Exons 2, 3, and 19-22 did not harbor variants that passed the above criteria. The 33 variants prioritized as likely to impact SREs, are shown in Table 2. We then mapped the location of putative SREs in exons 5, 6, 16-18, 23 and 24 ofBRCA1 by identifying SRE sequences that overlap with these 33 variants (Figure 3, Supplementary Figure 1). Notably, the putative SREs mapped to exons with at least one weak splice site (MES score < 6.2), or with moderate strength for both splice sites (MES score between 6.2 and 8.5) (Table 3). With a single exception, in exon 23, putative SREs did not map to exons with strong splice donors (MES score ≥ 8.5) (Table 3). Since variants demonstrating minor mRNA depletion (Findlay mean RNA score between -0.5 and -2) were excluded to limit false predictions, this map is expected to capture only putative SREs with strong activity.
The validity of the mapping approach is supported by published mRNA splicing assay results that relate to variants prioritized as SRE-disrupting (Table 2). Variants c.5080G>A, c.5434C>G and c.5453A>G have been proven to lead to exon skipping in previous studies. Variants c.5080G>A and c.5123C>G are located at the same nucleotide position as three other variants for which exon skipping has been previously reported. Of these latter three variants, one was excluded from our mapping analysis since it encodes a premature termination codon, one had a minor mRNA depletion score of -0.55 above the filter of < -2, and the last was a 2 bp deletion and thus not assayed by Findlay et al. (2018). Eleven of the 33 putative SRE-disrupting variants are reported in ClinVar, where nine are catalogued based on predicted codon usage, and not annotated as spliceogenic variants; the (likely) pathogenic classification of c.5434C>G and c.5453A>G considered published splicing assay results as evidence (Table 2). Eight of these variants are currently not interpreted as (likely) pathogenic: c.5007C>T [p.(Ala1669=), likely benign], c.5044G>A [p.(Glu1682Lys), benign], c.5044G>C [p.(Glu1682Gln), VUS], c.5045A>T [p.(Glu1682Val), VUS], c.5078C>T [p.(Ala1693Val), VUS], c.5080G>A [p.(Glu1694Lys), VUS], c.5444G>C [p.(Trp1815Ser), VUS], and c.5528C>A [p.(Ala1843Glu),VUS].

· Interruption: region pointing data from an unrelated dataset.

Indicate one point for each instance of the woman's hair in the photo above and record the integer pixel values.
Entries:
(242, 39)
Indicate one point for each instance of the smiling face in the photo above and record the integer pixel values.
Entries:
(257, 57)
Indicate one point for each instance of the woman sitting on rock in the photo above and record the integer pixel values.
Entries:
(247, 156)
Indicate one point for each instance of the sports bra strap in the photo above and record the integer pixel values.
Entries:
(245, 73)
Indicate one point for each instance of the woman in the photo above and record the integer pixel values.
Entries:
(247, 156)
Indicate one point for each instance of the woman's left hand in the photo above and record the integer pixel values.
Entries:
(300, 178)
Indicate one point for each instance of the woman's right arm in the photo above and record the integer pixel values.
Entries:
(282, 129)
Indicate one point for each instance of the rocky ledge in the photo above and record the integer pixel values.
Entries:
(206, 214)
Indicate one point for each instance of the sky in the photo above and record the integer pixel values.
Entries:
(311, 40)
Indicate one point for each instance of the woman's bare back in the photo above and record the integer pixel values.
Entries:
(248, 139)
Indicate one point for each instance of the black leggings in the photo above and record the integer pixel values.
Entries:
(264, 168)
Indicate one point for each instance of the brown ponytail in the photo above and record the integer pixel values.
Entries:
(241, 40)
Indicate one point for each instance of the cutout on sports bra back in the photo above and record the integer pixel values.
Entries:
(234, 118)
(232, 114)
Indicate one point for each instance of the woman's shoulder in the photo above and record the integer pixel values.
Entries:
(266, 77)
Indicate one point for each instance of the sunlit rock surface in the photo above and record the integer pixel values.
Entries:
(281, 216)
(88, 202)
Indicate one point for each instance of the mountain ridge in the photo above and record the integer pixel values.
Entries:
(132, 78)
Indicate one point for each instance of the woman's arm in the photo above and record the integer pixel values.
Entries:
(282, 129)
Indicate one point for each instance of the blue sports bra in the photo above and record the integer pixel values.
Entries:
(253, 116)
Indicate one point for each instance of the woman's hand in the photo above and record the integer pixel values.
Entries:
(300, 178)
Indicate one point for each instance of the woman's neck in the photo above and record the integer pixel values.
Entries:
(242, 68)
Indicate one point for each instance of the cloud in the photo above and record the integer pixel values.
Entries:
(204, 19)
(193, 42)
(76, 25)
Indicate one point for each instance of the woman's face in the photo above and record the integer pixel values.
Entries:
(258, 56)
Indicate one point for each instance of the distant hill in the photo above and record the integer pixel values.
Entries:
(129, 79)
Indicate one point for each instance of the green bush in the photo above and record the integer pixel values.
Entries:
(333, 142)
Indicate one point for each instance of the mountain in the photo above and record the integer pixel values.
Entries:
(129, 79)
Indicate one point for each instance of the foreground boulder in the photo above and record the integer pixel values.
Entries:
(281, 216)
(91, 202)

The assay of Findlay et al. (2018) shows the effect of variants on mRNA levels and does not directly inform variant effect on mRNA splicing. Follow-up splicing assays would still be needed to confirm SRE-related mRNA aberrations for those variants in Table 2 without previously reported splicing assay results. The confirmatory splicing assays would provide further evidence to establish the BRCA1 SRE map for the exons examined, as well as potentially aiding the re-interpretation of variant pathogenicity.